Sous le ciel de Koutaïssi

Amour de l’amour

C’est une fable, un conte, une déclaration d’amour au cinéma et à la vie. Ce premier long-métrage géorgien primé à Berlin, Chicago et Angers nous fait croire au hasard et au coup de foudre.

Un livre tombe, un garçon rencontre une fille. À partir de là, tous les possibles du cinéma s’ouvrent à nous sur l’écran. Une histoire d’amour, bien sûr, mais aussi un film fantastique, un hommage à l’image, une rêverie sur le hasard… Sous le ciel de Koutaïssi, premier long-métrage du Géorgien Aleksandre Koberidze primé un peu partout, dont récemment au Festival Premiers Plans d’Angers, est un conte de fées d’aujourd’hui, qui musarde et lézarde. Évoquant les sortilèges les plus fous qui peuvent contrecarrer une rencontre, digressant au fil de l’eau, d’une rive à l’autre du Rioni, le fleuve qui traverse la ville, cet ovni de deux heures et trente et une minutes ménage de constantes surprises. 

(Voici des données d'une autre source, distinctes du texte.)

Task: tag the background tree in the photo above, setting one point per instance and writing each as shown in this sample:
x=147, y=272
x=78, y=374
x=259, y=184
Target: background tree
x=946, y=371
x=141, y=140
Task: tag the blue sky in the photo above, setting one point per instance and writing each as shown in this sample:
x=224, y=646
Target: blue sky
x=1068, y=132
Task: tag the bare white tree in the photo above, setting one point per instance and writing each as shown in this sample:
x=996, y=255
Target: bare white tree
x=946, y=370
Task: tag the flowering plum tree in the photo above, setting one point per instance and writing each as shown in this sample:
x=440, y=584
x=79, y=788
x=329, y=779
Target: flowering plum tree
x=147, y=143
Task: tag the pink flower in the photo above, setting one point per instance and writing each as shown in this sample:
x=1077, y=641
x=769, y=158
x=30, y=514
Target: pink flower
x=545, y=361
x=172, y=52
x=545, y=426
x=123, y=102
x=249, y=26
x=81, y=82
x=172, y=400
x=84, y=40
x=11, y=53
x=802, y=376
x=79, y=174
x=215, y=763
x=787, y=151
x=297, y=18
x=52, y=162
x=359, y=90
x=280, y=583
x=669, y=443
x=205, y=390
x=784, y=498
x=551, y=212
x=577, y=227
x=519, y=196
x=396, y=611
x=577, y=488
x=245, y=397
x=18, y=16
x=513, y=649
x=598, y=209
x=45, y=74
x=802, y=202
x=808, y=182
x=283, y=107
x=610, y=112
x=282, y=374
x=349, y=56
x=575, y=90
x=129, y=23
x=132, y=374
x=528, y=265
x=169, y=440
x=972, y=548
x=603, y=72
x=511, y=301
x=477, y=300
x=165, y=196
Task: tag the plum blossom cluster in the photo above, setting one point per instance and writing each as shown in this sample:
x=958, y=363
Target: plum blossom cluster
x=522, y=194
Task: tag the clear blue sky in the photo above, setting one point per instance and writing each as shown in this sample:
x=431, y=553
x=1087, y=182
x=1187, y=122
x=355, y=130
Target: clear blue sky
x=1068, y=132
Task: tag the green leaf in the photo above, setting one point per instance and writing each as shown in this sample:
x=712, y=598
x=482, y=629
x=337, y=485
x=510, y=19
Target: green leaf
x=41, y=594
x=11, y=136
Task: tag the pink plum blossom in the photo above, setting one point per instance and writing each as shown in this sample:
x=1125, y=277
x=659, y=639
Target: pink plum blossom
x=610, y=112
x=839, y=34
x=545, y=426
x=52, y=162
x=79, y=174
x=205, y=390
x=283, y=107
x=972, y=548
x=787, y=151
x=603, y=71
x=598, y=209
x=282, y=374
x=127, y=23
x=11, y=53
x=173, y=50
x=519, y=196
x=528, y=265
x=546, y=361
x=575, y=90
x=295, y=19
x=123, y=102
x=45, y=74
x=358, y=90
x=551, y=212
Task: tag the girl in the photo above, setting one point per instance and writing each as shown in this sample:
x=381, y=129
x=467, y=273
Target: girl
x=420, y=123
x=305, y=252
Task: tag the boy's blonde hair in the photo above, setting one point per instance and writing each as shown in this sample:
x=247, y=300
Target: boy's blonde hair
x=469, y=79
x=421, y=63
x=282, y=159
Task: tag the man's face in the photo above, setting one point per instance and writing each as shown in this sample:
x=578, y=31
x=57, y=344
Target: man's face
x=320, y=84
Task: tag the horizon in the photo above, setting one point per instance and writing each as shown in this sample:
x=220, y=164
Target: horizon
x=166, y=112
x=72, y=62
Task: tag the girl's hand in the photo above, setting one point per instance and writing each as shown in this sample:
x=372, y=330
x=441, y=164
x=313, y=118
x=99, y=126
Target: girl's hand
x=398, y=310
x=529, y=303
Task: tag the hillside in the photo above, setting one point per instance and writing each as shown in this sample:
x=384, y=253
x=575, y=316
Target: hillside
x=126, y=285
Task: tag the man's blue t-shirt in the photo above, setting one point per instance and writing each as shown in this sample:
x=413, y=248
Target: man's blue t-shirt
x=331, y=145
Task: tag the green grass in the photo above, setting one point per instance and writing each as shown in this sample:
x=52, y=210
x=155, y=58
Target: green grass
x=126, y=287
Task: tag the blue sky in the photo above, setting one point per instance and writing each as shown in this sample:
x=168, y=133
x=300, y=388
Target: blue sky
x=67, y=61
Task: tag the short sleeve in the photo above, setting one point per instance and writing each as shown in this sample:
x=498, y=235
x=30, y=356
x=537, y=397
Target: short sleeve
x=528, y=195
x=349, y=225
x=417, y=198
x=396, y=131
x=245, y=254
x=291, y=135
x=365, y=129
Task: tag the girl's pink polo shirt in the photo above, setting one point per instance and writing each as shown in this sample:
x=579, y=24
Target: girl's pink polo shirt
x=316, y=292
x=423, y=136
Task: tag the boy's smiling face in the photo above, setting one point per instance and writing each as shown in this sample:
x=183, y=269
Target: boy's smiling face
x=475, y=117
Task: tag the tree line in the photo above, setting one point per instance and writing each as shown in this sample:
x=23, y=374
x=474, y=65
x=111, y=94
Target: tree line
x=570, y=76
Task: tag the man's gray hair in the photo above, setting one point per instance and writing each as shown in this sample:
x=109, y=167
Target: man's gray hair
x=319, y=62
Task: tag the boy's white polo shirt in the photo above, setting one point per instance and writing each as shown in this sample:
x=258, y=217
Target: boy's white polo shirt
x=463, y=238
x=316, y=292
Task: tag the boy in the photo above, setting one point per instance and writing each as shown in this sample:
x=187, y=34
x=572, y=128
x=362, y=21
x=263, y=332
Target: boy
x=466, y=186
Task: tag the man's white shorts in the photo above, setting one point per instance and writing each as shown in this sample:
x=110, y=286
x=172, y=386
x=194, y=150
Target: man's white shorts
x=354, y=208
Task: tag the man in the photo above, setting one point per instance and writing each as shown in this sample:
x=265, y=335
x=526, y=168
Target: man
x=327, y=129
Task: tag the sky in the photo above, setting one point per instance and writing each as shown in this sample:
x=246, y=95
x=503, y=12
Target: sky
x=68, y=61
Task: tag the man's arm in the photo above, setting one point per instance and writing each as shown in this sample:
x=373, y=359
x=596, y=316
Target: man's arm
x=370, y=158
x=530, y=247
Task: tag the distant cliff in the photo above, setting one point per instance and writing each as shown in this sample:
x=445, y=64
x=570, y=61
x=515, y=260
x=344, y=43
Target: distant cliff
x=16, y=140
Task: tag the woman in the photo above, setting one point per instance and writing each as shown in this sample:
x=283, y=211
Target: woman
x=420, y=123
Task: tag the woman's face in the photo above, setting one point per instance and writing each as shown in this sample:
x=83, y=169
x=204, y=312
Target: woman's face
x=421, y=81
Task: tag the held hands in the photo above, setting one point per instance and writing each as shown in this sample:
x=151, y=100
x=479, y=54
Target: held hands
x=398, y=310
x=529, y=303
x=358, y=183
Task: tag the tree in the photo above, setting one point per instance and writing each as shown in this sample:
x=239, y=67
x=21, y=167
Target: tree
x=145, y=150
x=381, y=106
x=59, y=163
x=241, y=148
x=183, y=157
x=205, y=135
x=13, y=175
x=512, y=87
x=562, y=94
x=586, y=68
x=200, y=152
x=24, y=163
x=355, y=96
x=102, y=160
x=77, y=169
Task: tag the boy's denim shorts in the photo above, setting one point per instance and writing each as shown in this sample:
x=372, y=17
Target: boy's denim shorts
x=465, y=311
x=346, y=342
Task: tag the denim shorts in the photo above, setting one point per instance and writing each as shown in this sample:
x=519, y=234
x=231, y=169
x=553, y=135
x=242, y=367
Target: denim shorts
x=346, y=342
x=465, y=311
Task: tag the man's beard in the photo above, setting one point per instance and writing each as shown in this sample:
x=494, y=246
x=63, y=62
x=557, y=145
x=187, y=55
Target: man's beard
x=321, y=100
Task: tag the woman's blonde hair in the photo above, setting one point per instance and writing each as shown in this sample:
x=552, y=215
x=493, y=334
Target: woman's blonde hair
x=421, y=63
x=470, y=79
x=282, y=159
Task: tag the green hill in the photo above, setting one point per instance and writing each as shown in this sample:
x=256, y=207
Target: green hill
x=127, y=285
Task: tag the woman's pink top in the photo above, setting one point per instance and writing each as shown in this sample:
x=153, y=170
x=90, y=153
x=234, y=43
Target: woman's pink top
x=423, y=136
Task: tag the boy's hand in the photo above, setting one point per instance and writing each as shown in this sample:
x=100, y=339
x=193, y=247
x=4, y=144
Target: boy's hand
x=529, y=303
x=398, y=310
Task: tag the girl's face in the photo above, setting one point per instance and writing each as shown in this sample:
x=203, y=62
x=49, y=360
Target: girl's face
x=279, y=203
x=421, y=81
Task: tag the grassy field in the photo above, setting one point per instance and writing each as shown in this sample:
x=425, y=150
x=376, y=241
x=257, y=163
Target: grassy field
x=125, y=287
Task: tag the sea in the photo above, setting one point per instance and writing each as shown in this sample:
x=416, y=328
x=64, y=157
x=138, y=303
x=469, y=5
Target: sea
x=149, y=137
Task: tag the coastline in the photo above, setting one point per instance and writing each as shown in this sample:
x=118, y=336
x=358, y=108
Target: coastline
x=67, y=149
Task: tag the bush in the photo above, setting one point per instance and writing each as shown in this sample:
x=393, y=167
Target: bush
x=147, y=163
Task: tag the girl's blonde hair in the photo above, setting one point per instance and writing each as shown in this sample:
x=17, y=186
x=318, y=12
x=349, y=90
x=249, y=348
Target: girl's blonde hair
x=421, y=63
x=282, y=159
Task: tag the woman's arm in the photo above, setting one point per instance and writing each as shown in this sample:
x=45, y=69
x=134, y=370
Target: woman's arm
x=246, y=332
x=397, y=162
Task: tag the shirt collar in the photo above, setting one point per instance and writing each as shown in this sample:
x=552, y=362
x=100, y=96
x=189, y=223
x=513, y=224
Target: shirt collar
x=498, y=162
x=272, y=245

Les brindilles et les gouttières complotent, la brise reprend le cours du récit, les chiens amateurs de football choisissent les cafés où se retransmettent les meilleurs matches. Les hommes et les femmes se croisent, se reconnaissent ou pas, se parlent ou se taisent. Et, au cœur même de l’histoire, le cinéma, en la personne d’une réalisatrice cherchant à filmer des couples, se fait Cupidon. Que nous dit Sous le ciel de Koutaïssi, sinon que la vie est immense et que la beauté est partout ? 

Sous le ciel de Koutaïssi d’Aleksandre Koberidze. Copyright Faraz Fesharaki/DFFB

Dans ce long poème filmé, le spectateur est tour à tour embarqué, émerveillé, ballotté. La caméra embrasse les paysages, scrute les visages, semble capter le moindre souffle d’air, l’agitation des foules, la tristesse des rendez-vous manqués, le silence qui n’est qu’apparence, le mouvement de l’univers. Il y a bien quelques longueurs, une chanson italienne de trop, des ralentis malvenus, mais la croyance dans la magie du cinéma est si évidente, la joie de filmer si entière, que le spectateur se laisse séduire. Il est dit dans ce film qu’il ne fait ni « avancer la société » ni « rien du tout ». Et, bien sûr, c’est totalement faux. Car le pouvoir des histoires, fussent-elles irréalistes (et même, a fortiori, si elles le sont), la force des images, la puissance de l’imagination, sont ce qui nous porte et nous hisse. Le regard d’Aleksandre Koberidze sur « une parmi mille aventures palpitantes qui ont lieu tous les jours dans ce monde » exalte la beauté des petits riens et le bonheur d’être vivant. Et c’est tout un art.